From Tech Trends November 1994

Site Search to Evaluate Soil-Gas Monitor

The EPA is adapting the U.S. Army's hand-held chemical agent monitor (CAM) to the area of environmental risk assessment analysis. The monitor is now ready for a field demonstration and evaluation; and, EPA's Environmental Monitoring Systems Laboratory at Las Vegas (EMSL-LV) is searching for a site to field evaluate this innovative technology. EMSL-LV, together with Washington State University, built the prototype field monitor that couples gas chromatography with a Fourier transform ion mobility spectrometer (GC-FTIMS). The monitor is a good candidate for on-site detection of vinyl chloride, other chlorinated gases and many chlorinated solvents that are regulated at concentrations near the one part per billion level in soils and water. These compounds are frequently trapped in the soil-gas spaces and are difficult to analyze because of the physical problems of obtaining and preserving the sample as well as the challenges inherent in the subsequent analysis. The GC-FTIMS is particularly well suited for this type of analysis because it merges the separation power of capillary gas chromatography with the sensitivity of ion mobility spectrometry and incorporates a Fourier transform to achieve ruggedness for in situ analysis. The GC-FTIMS offers an alternative to 100% laboratory analysis of samples. The GC-FTIMS has been tested in the laboratory and has turned out good results.
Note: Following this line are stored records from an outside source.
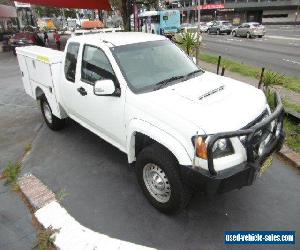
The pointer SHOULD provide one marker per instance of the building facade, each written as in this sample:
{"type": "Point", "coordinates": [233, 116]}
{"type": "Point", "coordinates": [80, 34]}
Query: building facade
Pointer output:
{"type": "Point", "coordinates": [239, 11]}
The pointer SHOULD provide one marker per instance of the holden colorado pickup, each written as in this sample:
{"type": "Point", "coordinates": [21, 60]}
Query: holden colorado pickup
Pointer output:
{"type": "Point", "coordinates": [181, 127]}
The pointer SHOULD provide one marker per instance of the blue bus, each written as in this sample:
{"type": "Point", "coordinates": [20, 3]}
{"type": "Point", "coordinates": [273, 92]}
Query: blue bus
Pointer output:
{"type": "Point", "coordinates": [163, 22]}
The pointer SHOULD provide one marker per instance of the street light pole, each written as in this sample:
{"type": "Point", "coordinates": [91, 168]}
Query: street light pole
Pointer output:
{"type": "Point", "coordinates": [198, 32]}
{"type": "Point", "coordinates": [297, 13]}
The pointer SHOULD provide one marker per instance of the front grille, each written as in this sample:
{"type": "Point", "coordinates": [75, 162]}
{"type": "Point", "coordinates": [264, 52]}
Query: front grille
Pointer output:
{"type": "Point", "coordinates": [260, 136]}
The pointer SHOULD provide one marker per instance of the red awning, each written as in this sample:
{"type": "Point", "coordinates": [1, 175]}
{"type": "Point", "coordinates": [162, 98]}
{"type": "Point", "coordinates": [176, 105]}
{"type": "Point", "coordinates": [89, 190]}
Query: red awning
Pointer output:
{"type": "Point", "coordinates": [7, 11]}
{"type": "Point", "coordinates": [77, 4]}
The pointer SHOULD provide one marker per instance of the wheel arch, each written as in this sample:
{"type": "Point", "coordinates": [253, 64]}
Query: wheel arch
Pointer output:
{"type": "Point", "coordinates": [141, 134]}
{"type": "Point", "coordinates": [39, 93]}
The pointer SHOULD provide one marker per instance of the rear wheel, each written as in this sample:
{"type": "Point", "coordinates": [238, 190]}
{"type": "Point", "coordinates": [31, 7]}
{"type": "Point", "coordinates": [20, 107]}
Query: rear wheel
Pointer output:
{"type": "Point", "coordinates": [51, 120]}
{"type": "Point", "coordinates": [158, 176]}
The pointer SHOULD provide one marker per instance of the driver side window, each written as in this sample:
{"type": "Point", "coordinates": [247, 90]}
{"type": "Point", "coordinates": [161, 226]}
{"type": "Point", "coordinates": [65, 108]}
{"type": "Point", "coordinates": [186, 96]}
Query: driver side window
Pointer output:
{"type": "Point", "coordinates": [95, 65]}
{"type": "Point", "coordinates": [71, 61]}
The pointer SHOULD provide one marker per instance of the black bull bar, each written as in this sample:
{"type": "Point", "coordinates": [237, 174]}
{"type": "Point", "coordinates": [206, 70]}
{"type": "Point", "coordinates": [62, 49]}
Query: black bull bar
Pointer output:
{"type": "Point", "coordinates": [274, 144]}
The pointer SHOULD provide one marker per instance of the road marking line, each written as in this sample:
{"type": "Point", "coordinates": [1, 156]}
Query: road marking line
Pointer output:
{"type": "Point", "coordinates": [291, 61]}
{"type": "Point", "coordinates": [72, 235]}
{"type": "Point", "coordinates": [69, 233]}
{"type": "Point", "coordinates": [284, 37]}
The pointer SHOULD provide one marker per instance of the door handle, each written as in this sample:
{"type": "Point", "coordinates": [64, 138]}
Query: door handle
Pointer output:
{"type": "Point", "coordinates": [82, 91]}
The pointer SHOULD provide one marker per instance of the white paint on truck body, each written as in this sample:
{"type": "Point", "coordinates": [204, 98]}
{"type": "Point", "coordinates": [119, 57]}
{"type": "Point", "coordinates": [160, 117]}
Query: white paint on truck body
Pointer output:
{"type": "Point", "coordinates": [206, 104]}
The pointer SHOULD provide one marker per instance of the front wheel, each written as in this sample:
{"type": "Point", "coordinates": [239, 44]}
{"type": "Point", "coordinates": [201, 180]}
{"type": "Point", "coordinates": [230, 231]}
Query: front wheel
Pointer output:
{"type": "Point", "coordinates": [51, 120]}
{"type": "Point", "coordinates": [157, 174]}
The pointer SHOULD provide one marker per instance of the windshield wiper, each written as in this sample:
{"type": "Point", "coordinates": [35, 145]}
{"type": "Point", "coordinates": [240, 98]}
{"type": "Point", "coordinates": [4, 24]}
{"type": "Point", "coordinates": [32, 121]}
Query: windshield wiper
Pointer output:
{"type": "Point", "coordinates": [165, 82]}
{"type": "Point", "coordinates": [193, 73]}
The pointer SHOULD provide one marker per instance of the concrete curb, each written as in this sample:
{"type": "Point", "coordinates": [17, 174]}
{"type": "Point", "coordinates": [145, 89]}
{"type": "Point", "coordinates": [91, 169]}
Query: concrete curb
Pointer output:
{"type": "Point", "coordinates": [292, 157]}
{"type": "Point", "coordinates": [69, 233]}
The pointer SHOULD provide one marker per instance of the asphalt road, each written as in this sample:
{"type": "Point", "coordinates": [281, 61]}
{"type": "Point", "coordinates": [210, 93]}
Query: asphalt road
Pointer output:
{"type": "Point", "coordinates": [279, 50]}
{"type": "Point", "coordinates": [19, 123]}
{"type": "Point", "coordinates": [103, 193]}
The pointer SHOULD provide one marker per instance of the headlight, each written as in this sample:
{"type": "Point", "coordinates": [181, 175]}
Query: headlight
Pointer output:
{"type": "Point", "coordinates": [221, 148]}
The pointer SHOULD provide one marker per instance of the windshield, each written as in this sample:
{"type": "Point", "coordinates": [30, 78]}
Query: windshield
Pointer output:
{"type": "Point", "coordinates": [146, 66]}
{"type": "Point", "coordinates": [225, 23]}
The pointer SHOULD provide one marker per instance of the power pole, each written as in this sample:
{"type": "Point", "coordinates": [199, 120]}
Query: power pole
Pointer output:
{"type": "Point", "coordinates": [297, 13]}
{"type": "Point", "coordinates": [198, 32]}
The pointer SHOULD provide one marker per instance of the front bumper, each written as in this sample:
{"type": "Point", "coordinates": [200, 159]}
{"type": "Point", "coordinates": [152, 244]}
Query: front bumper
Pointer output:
{"type": "Point", "coordinates": [245, 173]}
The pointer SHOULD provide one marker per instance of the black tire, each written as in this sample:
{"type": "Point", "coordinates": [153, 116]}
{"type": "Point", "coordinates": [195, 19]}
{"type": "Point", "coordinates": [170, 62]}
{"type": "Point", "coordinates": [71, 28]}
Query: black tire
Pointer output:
{"type": "Point", "coordinates": [54, 123]}
{"type": "Point", "coordinates": [179, 193]}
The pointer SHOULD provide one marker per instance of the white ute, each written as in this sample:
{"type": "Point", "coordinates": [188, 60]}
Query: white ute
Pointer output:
{"type": "Point", "coordinates": [182, 128]}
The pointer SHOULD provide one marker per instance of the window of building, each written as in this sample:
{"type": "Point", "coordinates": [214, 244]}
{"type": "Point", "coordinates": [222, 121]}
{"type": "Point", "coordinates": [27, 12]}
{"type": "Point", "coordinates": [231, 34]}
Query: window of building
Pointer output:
{"type": "Point", "coordinates": [275, 15]}
{"type": "Point", "coordinates": [71, 61]}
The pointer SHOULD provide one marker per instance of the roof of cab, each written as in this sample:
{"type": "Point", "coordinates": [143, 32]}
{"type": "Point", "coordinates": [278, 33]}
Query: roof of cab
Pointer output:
{"type": "Point", "coordinates": [118, 38]}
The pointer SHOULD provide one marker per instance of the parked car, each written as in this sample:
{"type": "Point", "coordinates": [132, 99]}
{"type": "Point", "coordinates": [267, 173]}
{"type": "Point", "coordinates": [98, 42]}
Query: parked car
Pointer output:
{"type": "Point", "coordinates": [249, 30]}
{"type": "Point", "coordinates": [25, 38]}
{"type": "Point", "coordinates": [189, 27]}
{"type": "Point", "coordinates": [220, 27]}
{"type": "Point", "coordinates": [181, 128]}
{"type": "Point", "coordinates": [203, 27]}
{"type": "Point", "coordinates": [193, 27]}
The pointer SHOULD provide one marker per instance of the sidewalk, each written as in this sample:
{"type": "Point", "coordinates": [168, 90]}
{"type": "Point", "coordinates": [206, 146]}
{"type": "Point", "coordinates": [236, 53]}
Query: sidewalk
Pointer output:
{"type": "Point", "coordinates": [19, 122]}
{"type": "Point", "coordinates": [285, 93]}
{"type": "Point", "coordinates": [16, 229]}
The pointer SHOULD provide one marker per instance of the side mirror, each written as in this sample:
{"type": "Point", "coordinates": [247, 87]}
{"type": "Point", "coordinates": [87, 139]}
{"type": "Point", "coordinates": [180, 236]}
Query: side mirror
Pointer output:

If you think your site is a good candidate for a field evaluation of the monitor, call Ken Brown at the EMSL-LV Technology Support Center at 702-798-2270.

Here's how it works. Reactive ions are formed from air or carrier gas molecules by using either a nickel-63 (continued from page 2) beta source or a photoionization source. These ions then react with analyte molecules, after having been separated by GC, to form ion clusters which are then measured by atmospheric pressure time of flight (IMS). The ions enter a drift region where they move through an applied field toward a collector electrode. The electrode current is monitored continuously, allowing a mobility spectrum to be measured. The specificity is imparted by the ionization preferences of analytes and the mobility differences of the ion clusters. Separations are a function of ion size.

Selectivity of IMS for various analytes is based on the atmospheric pressure ionization events themselves, which relate to the proton and electron affinities of the analytes, the polarity of the products (i.e., positive or negative ions) and the mobility of those ions. Analytes with higher proton or electron affinities than other constituents of the ambient environment are differentiated and detected easily. Analytes with low affinities can be measured when competing chemicals with higher affinities are not present. Thus, compounds such as benzyl chloride, halogenated compounds, hydrogen cyanide, nitro-compounds (explosives), organophosphorus compounds, phenols, phosphorus trichloride, toluene diisocyanate and vinyl chloride are better suited to analysis by IMS than are compounds like hexane and benzene.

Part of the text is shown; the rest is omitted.